Les Vents du Chaos

Tandis qu’Amano se régénérait dans l’ombre, se nourrissant lentement des flux chaotiques, une autre entité tissait déjà ses propres filaments dans la nuit technologique de Moskeva, la Cyber-Rome. Une ville éclairée de néons, de vapeurs métalliques et d’extases virtuelles où se mêlaient rites païens et réseaux fractals. Ici, la frontière entre l’ancien et l’hypermoderne n’existait plus : tout n’était qu’un immense autel vibrant au rythme des basses industrielles et des prières codées.
Morriganne, dissimulée dans un club souterrain, sous les entrailles de la ville, observait les masses dansantes depuis un balcon étroit drapé de soie noire. Ses yeux, d’un vert phosphorescent, brillaient comme deux lames dans la pénombre. Autour d’elle, la foule se mouvait, possédée par les beats binaires et les lumières stroboscopiques.
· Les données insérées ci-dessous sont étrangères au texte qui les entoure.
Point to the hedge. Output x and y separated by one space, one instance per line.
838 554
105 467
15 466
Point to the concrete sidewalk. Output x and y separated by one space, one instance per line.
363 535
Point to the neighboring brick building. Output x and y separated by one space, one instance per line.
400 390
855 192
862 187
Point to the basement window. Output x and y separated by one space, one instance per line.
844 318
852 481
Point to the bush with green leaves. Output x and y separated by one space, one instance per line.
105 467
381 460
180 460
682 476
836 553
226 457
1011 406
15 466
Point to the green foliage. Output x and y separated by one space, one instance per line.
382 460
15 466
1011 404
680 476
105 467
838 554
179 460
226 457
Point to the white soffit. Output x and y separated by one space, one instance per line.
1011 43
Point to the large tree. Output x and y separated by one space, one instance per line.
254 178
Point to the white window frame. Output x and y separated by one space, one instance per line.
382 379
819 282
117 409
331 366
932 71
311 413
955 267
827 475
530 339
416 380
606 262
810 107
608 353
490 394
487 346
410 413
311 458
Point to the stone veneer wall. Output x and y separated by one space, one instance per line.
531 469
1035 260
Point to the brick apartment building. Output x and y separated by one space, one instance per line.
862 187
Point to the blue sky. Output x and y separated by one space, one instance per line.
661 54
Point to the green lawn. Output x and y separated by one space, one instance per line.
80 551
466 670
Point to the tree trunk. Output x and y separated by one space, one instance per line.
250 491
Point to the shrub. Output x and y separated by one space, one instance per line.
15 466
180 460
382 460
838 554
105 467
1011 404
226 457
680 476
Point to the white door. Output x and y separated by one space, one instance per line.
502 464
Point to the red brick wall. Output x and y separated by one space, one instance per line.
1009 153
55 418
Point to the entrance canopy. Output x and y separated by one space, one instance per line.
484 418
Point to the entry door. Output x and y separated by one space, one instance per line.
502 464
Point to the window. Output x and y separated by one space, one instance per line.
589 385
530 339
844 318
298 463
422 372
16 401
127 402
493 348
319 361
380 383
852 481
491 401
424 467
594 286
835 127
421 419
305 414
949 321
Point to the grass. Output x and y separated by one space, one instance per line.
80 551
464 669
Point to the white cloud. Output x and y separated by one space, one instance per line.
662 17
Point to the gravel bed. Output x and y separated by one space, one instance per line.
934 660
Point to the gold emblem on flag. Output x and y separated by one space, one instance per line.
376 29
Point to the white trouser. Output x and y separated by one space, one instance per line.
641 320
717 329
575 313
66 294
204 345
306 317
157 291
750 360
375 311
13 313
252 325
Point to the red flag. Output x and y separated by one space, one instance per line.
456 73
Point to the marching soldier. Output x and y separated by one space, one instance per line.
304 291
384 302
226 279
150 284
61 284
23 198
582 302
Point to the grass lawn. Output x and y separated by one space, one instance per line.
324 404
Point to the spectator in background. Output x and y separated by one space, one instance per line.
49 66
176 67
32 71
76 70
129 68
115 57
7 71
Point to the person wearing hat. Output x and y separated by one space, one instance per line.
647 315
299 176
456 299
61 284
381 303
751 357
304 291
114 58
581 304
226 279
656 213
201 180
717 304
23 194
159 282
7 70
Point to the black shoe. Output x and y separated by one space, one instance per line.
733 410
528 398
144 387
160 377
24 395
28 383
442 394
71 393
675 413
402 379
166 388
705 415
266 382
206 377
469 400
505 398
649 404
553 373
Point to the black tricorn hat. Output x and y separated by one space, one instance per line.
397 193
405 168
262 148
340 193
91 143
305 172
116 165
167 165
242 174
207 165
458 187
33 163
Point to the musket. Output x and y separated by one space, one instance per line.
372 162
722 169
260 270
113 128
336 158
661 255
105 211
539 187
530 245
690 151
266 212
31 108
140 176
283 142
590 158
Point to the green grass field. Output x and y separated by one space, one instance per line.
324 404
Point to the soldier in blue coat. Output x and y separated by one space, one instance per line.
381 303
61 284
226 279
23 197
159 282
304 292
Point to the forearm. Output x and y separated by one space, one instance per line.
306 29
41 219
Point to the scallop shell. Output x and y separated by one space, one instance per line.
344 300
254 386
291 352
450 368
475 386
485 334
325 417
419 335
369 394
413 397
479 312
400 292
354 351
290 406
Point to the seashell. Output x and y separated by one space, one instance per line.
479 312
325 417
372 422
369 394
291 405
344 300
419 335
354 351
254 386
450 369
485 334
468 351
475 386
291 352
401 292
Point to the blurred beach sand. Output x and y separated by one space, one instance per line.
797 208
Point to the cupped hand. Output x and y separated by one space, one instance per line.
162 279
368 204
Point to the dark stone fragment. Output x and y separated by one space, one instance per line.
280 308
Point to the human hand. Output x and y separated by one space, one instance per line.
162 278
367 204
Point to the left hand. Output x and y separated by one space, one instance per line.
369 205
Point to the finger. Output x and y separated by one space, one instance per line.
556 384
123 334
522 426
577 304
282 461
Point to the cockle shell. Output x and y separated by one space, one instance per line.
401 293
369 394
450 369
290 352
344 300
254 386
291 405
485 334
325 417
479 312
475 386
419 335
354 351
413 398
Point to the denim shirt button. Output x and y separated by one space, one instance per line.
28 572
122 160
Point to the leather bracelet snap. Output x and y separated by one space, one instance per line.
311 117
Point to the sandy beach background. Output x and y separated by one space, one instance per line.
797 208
Ses cheveux, roux comme un feu vivant, tombaient en boucles sauvages sur ses épaules. Elle était belle et terrifiante, captivante comme une déesse oubliée. Son corps, drapé d’une robe de soie incrustée de runes lumineuses, vibrait en écho à la musique, à la ferveur collective.
Morriganne, moitié Titanide, moitié humaine, avait dépassé le stade de simple sorcière. Elle s’était élevée au rang de haute prêtresse dans un monastère techno-occultiste, devenant une figure légendaire pour cette jeunesse cyberpunk.
Elle avait traversé les âges sous mille visages : guerrière celtique, amante de Merlin, ombre sur les champs de bataille nordiques, déesse des mers pour des pêcheurs désespérés… Aujourd’hui, elle était la Cyber-Sorcière.
Au cœur du club, un groupe d’initiés arborait des implants lumineux sur le front. Des bribes de données flottaient entre eux, tissées dans une danse hypnotique. Des sigils[i] mouvants, tracés avec une encre de carbone intelligent.
Elle leva la main. Les battements s’arrêtèrent d’un coup — silence absolu. Même les respirations se suspendirent.
Elle ferma les yeux. Dans sa paume, un cristal émeraude pulsa d’une lueur fractale, répercutant ses pensées à travers les circuits.
— Amatsu est éveillé, murmura-t-elle, sa voix à peine audible, mais répercutée dans les implants de ses fidèles. — Il ignore encore les règles de notre monde. Il pense détenir la clé du chaos.
Elle rouvrit les yeux, un sourire carnassier sur ses lèvres peintes de noir.
— C’est à nous de les lui enseigner.
Son esprit plongea dans le réseau. Elle se connecta à une trame fractale, mélange de magie runique et de data-analyse mystique. Des formules anciennes y côtoyaient des algorithmes auto-répliquant. Chaque symbole vibrait, résonnant avec le subconscient collectif de la foule.
Des bruits, presque des chuchotements ASMR[ii], montèrent du sol comme un écho de la réalité altérée qu’elle appelait à elle. Parmi eux, une phrase s’imposa à son esprit, frémissante :
… Set the controls for the heart of the sun…[iii]
Un frisson lui parcourut l’échine. Morriganne ouvrit grand ses bras au-dessus de la foule. Les corps se tordirent, parcourus de décharges électromagnétiques. La sueur et les larmes se mêlaient à l’huile des machines. La scène ressemblait à une orgie païenne, transfigurée en bacchanale cybernétique ou fusionnaient câbles et chairs.
Elle sentit une résistance. Une essence lointaine, sombre, lourde. Amatsu. Elle savait qu’il percevait son appel et qu’il se préparait à riposter.
Elle parla à mi-voix, ses mots se perdant dans les flux numériques :
— Viens à moi, seigneur du chaos. Viens goûter à ce monde qui n’est plus le tien. J’ai attendu chaque cycle de la Lune, chaque effondrement d’empire, pour ce moment précis.
Des filaments d’énergie gravitationnelle se déployèrent depuis ses bras, s’entortillant comme des serpents luminescents. Morriganne n’était plus seulement une prêtresse : elle devenait la marionnettiste d’une force qui dépassait l’entendement humain.